Symptoms: Younger leaves become yellow and holes appear near the veins of the upper surface of mature leaves. The main veins remain green.

7.       Boron

Symptoms: Effects the mature tissue, both the pith and the epidermis of stems is affected therefore causing the stem to become hollow or roughened .The leaves of the plant is usually brittle and tend to break easily.

8.       Molybdenum

Symptoms: The entire plant will become a yellow colour similar to nitrogen deficiency but does not have the reddish colour behind the leaf. The leaf becomes a mottled this causes yellowing between the veins but the leaves remain green.

 

9.       Manganese

Symptoms: First found in the older leaves then in the younger leaves. It begins with a light colour change (Chlorosis) in the young leaves and in the netted veins of the mature leaves. As the stress increases the leaves become a gray metallic sheen, dark freckled and dead areas occur along the veins.



10.   Sulphur

Symptoms: The plant is usually stunted or reduces growth but there are no dead leaves but general yellowing of young leaves.



11.   Iron

Symptoms: The deficiency begins in the youngest leaves of the plant this eventually causes the entire plant to become a pale yellow. The bleached areas often become dead spots until the entire plant will become almost white.

 

12.   Chloride

Symptoms: The most common sign is pale yellow discolouring and wilting of young leaves. In mature leaves the upper side of the leaf becomes bronze.

13.   Copper

Symptoms: The leaves are curled and petioles bend downwards

Recently matured leaves show netted, green veining with areas bleached to a whitish    gray. The leaves tend to bend downwards with brown spots.

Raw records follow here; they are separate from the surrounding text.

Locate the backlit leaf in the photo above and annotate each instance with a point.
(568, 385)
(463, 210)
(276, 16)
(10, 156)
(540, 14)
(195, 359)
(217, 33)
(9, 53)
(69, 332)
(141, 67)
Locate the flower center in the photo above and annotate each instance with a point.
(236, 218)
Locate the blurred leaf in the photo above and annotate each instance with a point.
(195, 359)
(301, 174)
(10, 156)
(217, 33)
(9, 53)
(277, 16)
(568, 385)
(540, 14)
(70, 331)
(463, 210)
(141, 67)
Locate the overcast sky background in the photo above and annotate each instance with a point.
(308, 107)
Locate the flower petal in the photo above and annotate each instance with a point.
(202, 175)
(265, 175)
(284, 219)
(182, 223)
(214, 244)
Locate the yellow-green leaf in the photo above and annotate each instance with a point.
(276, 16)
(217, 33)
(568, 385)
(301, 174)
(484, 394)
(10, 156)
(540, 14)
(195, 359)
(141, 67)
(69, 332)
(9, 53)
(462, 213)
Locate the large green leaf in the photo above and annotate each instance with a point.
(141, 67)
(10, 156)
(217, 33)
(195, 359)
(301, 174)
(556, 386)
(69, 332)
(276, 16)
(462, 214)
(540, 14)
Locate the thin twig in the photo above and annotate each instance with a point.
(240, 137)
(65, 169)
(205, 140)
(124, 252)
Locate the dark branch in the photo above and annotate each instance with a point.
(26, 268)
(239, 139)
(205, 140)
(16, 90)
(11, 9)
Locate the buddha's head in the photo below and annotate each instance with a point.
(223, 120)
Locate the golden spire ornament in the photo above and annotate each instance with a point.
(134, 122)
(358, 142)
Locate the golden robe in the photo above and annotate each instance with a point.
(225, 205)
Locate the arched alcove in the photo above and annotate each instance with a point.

Suitable fertiliser application of each element


 



Suitable fertilizer application of each element

COPPER – Cu
 
http://www.spectrumanalytic.com/support/library/ff/Cu_Basics.htm
ZINC – Zn
http://www.soils.wisc.edu/extension/pubs/A2528.pdf
 
BORON – B

http://www.soils.wisc.edu/extension/pubs/A2522.pdf
 

IRON – Fe
Fe-DTPA,
Fe-EDDHA,
Fe-EDTA.
Ferrous sulfate (FeSO4.2H2O)
 
MOLYBDENUM – Mo

http://www.spectrumanalytic.com/support/library/ff/Mo_Basics.htm
MANGANESE – Mn

http://www.spectrumanalytic.com/support/library/ff/Mn_Basics.htm
CHLORINE - Cl

http://www.spectrumanalytic.com/support/library/ff/Cl_Basics.htm
 
 

Toxicity symptom in spinach
 

COPPER – Cu

The two most common symptoms is undersized root growth and leaf chlorosis

 

ZINC – Zn

Chlorosis of the younger leaves which in extreme cases could result in the leaves turning red.

 

BORON – B

Spot-like, striped or blotchy yellowing on the leaves will occur

 

IRON – Fe

Dark green foliage, stunted top growth and root growth, as well as leaf bronzing which causes dark brown to purple spots on the foliage.

 

MOLYBDENUM – Mo

Marginal leaf scorch and abscission as found in typical salt damage. Yellowing or browning of leaves and depressed tillering.

 

MANGANESE – Mn

Chlorosis and necrotic lesions on old leaves, dark-brown or red necrotic spots

 

CHLORINE - Cl

Leaf margins are scorched and abscission is excessive. Leaf/leaflet size is reduced and may appear to be thickened. Overall plant growth is reduced. Chloride accumulation is higher in older tissue than in newly matured leaves. In conifers, the early symptoms are a yellow mottling of the needles, followed by the death of the affected needles.